Please keep the discussion on the mailing list rather than commenting on the wiki (wiki discussions get unwieldy fast).

Motivation

FLIP-384 is adding TraceReporter interface. However with FLIP-384 alone, Log4jTraceReporter would be the only available implementation of TraceReporter interface, which is not very helpful.

In this FLIP I’m proposing to contribute both MetricExporter and TraceReporter implementation using OpenTelemetry.

Public Interfaces / Proposed Changes

This flip proposes to add OpenTelemetryMetricReporterFactory and OpenTelemetryTraceReporterFactory factories, that would be both available in the newly added plugin flink-metrics/flink-metrics-otel (similar structure as pre-existing MetricReporters like flink-metrics-jmx).

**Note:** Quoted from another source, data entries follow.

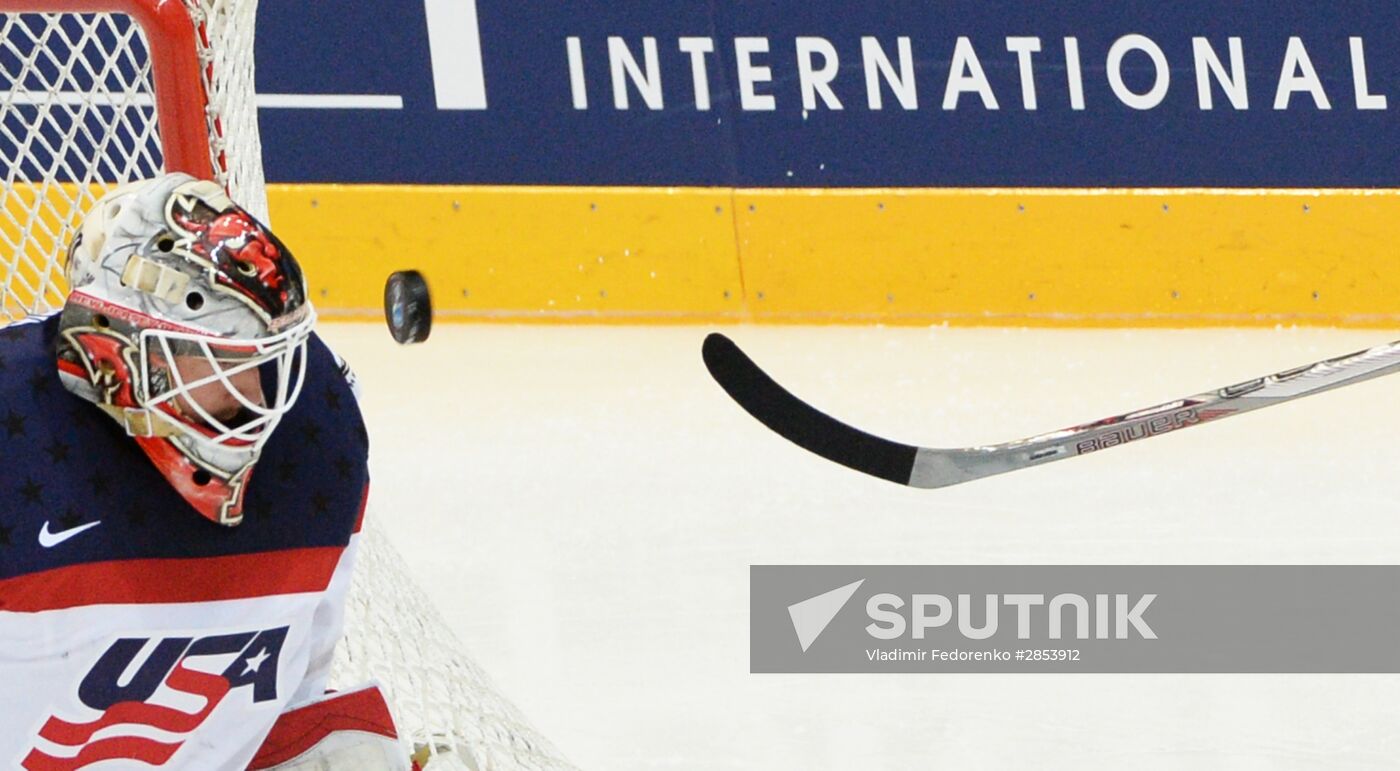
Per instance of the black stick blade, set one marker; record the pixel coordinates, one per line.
(798, 421)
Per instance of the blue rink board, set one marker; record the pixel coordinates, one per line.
(532, 135)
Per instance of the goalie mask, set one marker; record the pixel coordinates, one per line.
(188, 323)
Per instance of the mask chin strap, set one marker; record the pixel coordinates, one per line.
(142, 423)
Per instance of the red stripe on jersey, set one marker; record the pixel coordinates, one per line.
(298, 731)
(172, 581)
(119, 747)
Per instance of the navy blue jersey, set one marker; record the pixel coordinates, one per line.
(122, 606)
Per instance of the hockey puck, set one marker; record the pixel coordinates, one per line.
(408, 307)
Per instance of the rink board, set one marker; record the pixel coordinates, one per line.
(905, 256)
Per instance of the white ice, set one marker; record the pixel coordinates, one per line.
(584, 505)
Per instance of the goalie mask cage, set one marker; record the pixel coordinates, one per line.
(98, 93)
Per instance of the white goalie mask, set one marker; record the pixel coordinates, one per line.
(188, 323)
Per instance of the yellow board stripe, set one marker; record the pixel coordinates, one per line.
(910, 256)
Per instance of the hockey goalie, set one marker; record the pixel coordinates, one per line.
(184, 475)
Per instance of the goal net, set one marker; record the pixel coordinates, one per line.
(98, 93)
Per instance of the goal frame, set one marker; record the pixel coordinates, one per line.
(177, 76)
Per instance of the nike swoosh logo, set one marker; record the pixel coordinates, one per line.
(49, 539)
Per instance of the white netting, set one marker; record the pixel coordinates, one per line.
(79, 116)
(441, 697)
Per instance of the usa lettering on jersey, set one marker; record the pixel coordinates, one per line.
(121, 693)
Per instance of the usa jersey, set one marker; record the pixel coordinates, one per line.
(133, 631)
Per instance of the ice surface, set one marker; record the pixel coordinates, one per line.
(584, 504)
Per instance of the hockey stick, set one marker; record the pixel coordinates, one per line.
(919, 466)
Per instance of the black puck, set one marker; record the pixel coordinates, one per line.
(408, 307)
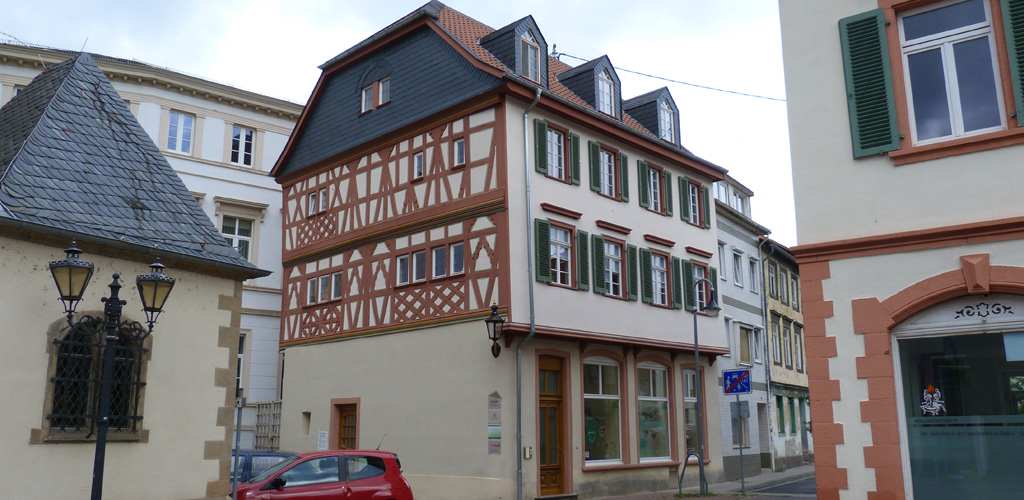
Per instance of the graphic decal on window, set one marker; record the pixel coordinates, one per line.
(933, 402)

The only custom configuration will be:

  • exporter.endpoint - url of the OpenTelemetry endpoint

  • exporter.timeout - timeout when reporting to the endpoint (Default value

Both metrics and traces reporters will also support scope.variables.additional

Example configuration:

metrics.reporters: otel
metrics.reporter.otel.factory.class: org.apache.flink.common.metrics.OpenTelemetryMetricReporterFactory
metrics.reporter.otel.exporter.endpoint: http://127.0.0.1:1337
metrics.reporter.otel.scope.variables.additional: region:eu-west-1,environment:local-pnowojski-test,flink_runtime:1.17.1

traces.reporters: otel
traces.reporter.otel.factory.class: org.apache.flink.common.metrics.OpenTelemetryTraceReporterFactory
traces.reporter.otel.exporter.endpoint: http://127.0.0.1:1337
traces.reporter.otel.scope.variables.additional: region:eu-west-1,environment:local-pnowojski-test,flink_runtime:1.17.1

Compatibility, Deprecation, and Migration Plan

There will be no impact on existing users, there is no need for any migration.

Test Plan

On top of automated tests, this feature is already used and tested inside Confluent. Before committing the final accepted version would be tested inside Confluent again.

Rejected Alternatives

None